Убийства, самоубийства, изнасилования, грабежи, беспредельный цинизм, готовность предать, обмануть, зарезать и даже съесть своего ближнего – таким предстает здесь род человеческий. Фламандец, серьезно увлекавшийся в молодости живописью, как это произошло с Бооном, не мог, разумеется, избежать знакомства с фламандской живописной школой – хотя мы и не знаем, в какой манере были исполнены юношеские рисунки Боона. Судя по прозе, он оказался весьма прилежным учеником и Снейдерса (выписанные до последнего перышка утки с вывернутыми шеями, рыбы с мертвыми глазами, точно горы трупов из газетных заметок), и жутковато-вдохновенного апокалиптика Босха. Правда, в отличие от Босха, для героя Боона Христос всего лишь «голый мужчина, который висит прибитый к кресту» в его спальне, и почему он выбран в «символы цивилизации», неясно.

Заметки из коллекции напечатаны в романе сверху, более крупным шрифтом, что дает, по замечанию Палей, «ощущение заколоченного неба» и создает, продолжим мы, иллюзию темной повязки, которую герой сознательно повязал себе на глаза, чтобы черным, кровавым ужасом закрыть серый и ледяной ужас обыденности. Этот механизм, помнится, описан еще Честертоном – человеческие жертвоприношения, которые совершали язычники, и сопровождавшее их естественное чувство жути притупляли жестокости и ужасы повседневного существования. Без историй об изнасилованиях герою Боона слишком тяжело и холодно жить.
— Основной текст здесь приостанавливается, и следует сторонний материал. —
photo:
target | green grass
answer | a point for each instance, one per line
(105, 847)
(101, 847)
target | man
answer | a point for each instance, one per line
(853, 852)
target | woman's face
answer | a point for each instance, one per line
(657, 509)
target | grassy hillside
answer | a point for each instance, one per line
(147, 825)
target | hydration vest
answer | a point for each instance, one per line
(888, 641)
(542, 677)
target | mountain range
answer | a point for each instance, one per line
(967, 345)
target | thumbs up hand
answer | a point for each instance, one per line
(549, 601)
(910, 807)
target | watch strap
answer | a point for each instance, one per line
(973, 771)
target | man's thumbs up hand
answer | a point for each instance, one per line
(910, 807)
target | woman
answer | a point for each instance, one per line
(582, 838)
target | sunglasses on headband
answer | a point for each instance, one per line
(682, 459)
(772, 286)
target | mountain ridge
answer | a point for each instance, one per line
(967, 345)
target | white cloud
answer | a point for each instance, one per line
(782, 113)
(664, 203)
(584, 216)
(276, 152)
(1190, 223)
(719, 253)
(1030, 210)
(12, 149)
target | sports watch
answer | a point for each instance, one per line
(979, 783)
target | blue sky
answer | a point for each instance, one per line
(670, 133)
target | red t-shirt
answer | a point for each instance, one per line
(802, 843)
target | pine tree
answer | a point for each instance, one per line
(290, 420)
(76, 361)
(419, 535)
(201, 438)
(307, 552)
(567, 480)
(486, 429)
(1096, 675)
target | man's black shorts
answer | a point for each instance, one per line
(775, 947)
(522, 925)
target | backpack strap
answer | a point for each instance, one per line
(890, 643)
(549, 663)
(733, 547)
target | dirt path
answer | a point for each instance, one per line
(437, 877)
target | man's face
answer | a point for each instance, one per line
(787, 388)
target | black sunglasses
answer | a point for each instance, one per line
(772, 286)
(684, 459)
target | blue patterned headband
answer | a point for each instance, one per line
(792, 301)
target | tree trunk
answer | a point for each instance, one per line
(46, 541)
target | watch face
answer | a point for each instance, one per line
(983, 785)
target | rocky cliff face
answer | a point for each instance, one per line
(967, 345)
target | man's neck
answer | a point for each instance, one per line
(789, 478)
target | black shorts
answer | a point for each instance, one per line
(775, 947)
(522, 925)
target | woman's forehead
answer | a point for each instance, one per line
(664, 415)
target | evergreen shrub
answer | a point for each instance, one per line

Работа в морозильных камерах, как и Веселое Колесо, как и вода, как и многие другие образы, обретает в романе глубину символа и объем метафоры. Физический холод, окружающий героя каждый день на работе, незаметно забирается в его душу и подмораживает ее. «Возможно, во всех нас существует некое… ну… растение, которое помогает нам смеяться, а у него это растение постепенно отмораживается», – проницательно замечает о нем одна из героинь. Он и в самом деле утрачивает способность радоваться, смеяться, а мысль о том, чтобы стать отцом, его ужасает. Он заражен смертью. И он несомненно бы умер, если бы в мир его неживых отношений с женой, в их общий, застывший в заведенном порядке дом не явилась девочка-подросток. Дочь бедных родителей за самую скромную плату приходит помочь его жене по хозяйству. И внутреннее «растение» в душе героя если не радуется, то по крайней мере расправляет листья. Ледяную коросту пробивает инстинкт. Однако его тяга к девочке – не только зов плоти, соскучившейся почти бесполыми отношениями с женой, это еще и устремленность к существу той же, что и сам герой, породы чужаков, породы «порвавших с родовым кланом». Герой и девочка сделаны из одного теста – в какой-то миг это начинает понимать и жена. Линии между тремя точками смыкаются, и вот уже классический любовный треугольник мерцает перед читателями своими ровными гранями.

Любопытно, что в том же 1955 году, когда был опубликован «Менуэт», в Париже вышел в свет другой роман с очень похожим любовным треугольником и раскладом сил. Взрослый мужчина, влюбившись в школьницу, женится на ее матери, чтобы быть ближе к предмету своей страсти. Вскоре мать гибнет, и последняя преграда между героями рушится. Речь идет, разумеется, о «Лолите» Набокова, которая писалась на другом континенте и языке, но в те же годы, что и «Менуэт». Сходство сюжетов разительно, хотя почти наверняка писатели ничего не знали друг о друге. Остается предположить: в воздухе середины 1950-х носился некий особый вирус, заразивший весь мир, вирус совершенно новой, еще не знакомой человечеству свободы и раскрепощенности. Можно, конечно, вспомнить о вышедшем намного раньше романе Герберта Уэллса «Кстати о Долорес» (1938), где взрослый герой тоже влюбляется в свою падчерицу, и о других, менее известных литературных историях о «неравной» любви, написанных до войны, – существенно, что ни одна из них не получила такого резонанса, как набоковский роман. И дело тут, кажется, не в одной силе писательского дара, но и в мутации общества, его созревшей лишь после войны готовности обсуждать подобные истории. В 1950-е общество, несмотря на еще до конца не павшие цензурные препятствия, было к обсуждению готово.

Конечно, похожий сюжетный контур раскрашен в «Лолите» и «Менуэте» различно. В отличие от просторного набоковского романа «Менуэт» суше, жестче и расчерчен с математической точностью.